On August 20, 2024, 45-year-old Maria Makgato and 34-year-old Kudzai Ndlovu were shot and killed in the Limpopo province of South Africa. The women had been on a farm in Sebayeng, outside Mankweng, scavenging for food that might have been given to pigs. One of the women's husbands was also shot, but survived and alerted authorities. The remains of the women were found in a pigsty by authorities.

== Incident ==
Maria Makgato, Lucia Ndlovu, and Ndlovu's husband illegally entered the property of a farm in Sebayeng in search of expired dairy products, which they thought may have been left out for the pigs. The three were shot at; Ndlovu's husband was able to run away and alert authorities, while the two women died.

== Investigation ==
Three men (the farm owner and two employees) were arrested on murder charges on August 20, 2024, when authorities discovered the remains of Makgato and Ndlovu on the farm's property.

== Legal proceedings ==
They appeared in court on November 6, 2024. One of the men appeared again on November 22, 2024 for a bail application.

One of the arrested men, a farmworker named Adrian de Wet, testified on August 4, 2025 that the farmowner killed the two women and threw their bodies into the pig enclosure. On August 7, 2025, prosecutors withdrew charges against de Wet.

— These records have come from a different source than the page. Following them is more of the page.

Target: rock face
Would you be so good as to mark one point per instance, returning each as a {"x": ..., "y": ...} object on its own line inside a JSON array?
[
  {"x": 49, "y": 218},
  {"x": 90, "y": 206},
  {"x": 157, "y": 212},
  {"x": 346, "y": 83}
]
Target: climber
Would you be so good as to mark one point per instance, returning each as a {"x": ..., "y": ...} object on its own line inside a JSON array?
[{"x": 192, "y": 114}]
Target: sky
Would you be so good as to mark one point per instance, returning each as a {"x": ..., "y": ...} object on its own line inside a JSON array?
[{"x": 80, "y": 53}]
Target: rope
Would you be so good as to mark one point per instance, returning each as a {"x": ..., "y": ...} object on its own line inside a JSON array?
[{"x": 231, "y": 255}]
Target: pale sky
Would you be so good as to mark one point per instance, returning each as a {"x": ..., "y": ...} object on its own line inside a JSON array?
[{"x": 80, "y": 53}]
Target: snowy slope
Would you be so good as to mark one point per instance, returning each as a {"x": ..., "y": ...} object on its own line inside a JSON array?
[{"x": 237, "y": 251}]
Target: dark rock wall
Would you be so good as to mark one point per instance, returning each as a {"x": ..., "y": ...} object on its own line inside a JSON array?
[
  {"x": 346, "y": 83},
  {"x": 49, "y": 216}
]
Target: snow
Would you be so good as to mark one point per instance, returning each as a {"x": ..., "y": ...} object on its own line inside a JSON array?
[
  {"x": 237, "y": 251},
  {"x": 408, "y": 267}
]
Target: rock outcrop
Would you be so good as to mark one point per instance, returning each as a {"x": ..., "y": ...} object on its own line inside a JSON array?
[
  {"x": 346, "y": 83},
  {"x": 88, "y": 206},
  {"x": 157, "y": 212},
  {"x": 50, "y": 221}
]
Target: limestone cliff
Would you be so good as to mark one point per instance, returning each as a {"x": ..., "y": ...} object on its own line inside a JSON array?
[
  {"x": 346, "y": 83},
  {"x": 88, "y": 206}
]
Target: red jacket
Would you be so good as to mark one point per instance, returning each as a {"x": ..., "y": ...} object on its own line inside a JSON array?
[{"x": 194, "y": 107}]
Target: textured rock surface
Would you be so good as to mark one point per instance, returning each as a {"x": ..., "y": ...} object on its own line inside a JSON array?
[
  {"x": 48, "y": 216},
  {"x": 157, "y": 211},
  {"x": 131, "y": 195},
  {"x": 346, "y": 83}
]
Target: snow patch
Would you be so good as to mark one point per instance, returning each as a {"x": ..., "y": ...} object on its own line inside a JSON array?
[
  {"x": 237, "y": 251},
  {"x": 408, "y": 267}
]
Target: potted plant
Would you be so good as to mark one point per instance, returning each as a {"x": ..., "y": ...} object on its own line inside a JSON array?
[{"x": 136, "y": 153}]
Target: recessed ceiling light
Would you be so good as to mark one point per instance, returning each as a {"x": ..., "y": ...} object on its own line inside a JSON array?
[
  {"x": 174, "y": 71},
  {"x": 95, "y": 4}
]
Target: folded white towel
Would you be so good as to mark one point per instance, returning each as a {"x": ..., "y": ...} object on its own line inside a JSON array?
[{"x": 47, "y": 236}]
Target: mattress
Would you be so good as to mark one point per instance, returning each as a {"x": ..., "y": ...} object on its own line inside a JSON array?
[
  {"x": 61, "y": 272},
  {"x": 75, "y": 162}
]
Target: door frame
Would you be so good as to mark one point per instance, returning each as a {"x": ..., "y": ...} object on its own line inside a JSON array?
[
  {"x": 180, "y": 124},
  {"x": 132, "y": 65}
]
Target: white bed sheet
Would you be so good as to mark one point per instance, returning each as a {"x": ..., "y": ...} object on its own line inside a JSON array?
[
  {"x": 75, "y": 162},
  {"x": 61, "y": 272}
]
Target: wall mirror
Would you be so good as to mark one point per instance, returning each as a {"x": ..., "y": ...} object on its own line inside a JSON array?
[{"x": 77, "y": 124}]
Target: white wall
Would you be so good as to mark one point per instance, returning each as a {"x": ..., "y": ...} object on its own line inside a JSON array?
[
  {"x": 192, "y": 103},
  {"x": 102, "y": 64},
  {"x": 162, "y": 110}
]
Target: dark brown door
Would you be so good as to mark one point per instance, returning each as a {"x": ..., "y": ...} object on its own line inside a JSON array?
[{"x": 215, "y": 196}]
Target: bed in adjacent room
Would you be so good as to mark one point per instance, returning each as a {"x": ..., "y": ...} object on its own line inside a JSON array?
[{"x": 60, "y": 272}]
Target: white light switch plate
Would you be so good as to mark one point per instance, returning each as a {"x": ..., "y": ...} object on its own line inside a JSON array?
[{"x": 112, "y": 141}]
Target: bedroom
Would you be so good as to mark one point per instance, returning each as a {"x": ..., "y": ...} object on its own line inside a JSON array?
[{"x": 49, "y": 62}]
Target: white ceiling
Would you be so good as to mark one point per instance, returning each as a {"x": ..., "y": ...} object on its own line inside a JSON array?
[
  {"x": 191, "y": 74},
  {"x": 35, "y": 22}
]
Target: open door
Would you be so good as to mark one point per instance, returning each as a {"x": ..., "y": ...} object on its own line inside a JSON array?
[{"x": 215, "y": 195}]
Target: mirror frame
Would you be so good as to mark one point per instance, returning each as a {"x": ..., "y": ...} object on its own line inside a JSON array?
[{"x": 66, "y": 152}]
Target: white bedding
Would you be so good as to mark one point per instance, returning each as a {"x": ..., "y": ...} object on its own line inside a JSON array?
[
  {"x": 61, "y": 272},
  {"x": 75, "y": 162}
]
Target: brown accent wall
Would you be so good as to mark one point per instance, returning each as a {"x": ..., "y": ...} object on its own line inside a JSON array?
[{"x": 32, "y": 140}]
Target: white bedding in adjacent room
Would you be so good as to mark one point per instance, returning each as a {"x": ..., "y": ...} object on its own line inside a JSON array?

The trial is set to run from October 6 to October 17.

== Responses ==
The incident caused political disruptions in the country. The Economic Freedom Fighters, a left-wing party in the country, made calls for the farm's operations to be suspended, and for its products to be pulled from the market. They said in 2024: "Our communities can’t be fed animals that were made to consume human flesh." Additionally, the incident aggravated racial turmoil within the country due to the fact that two of the farmers were white and both of the deceased were black.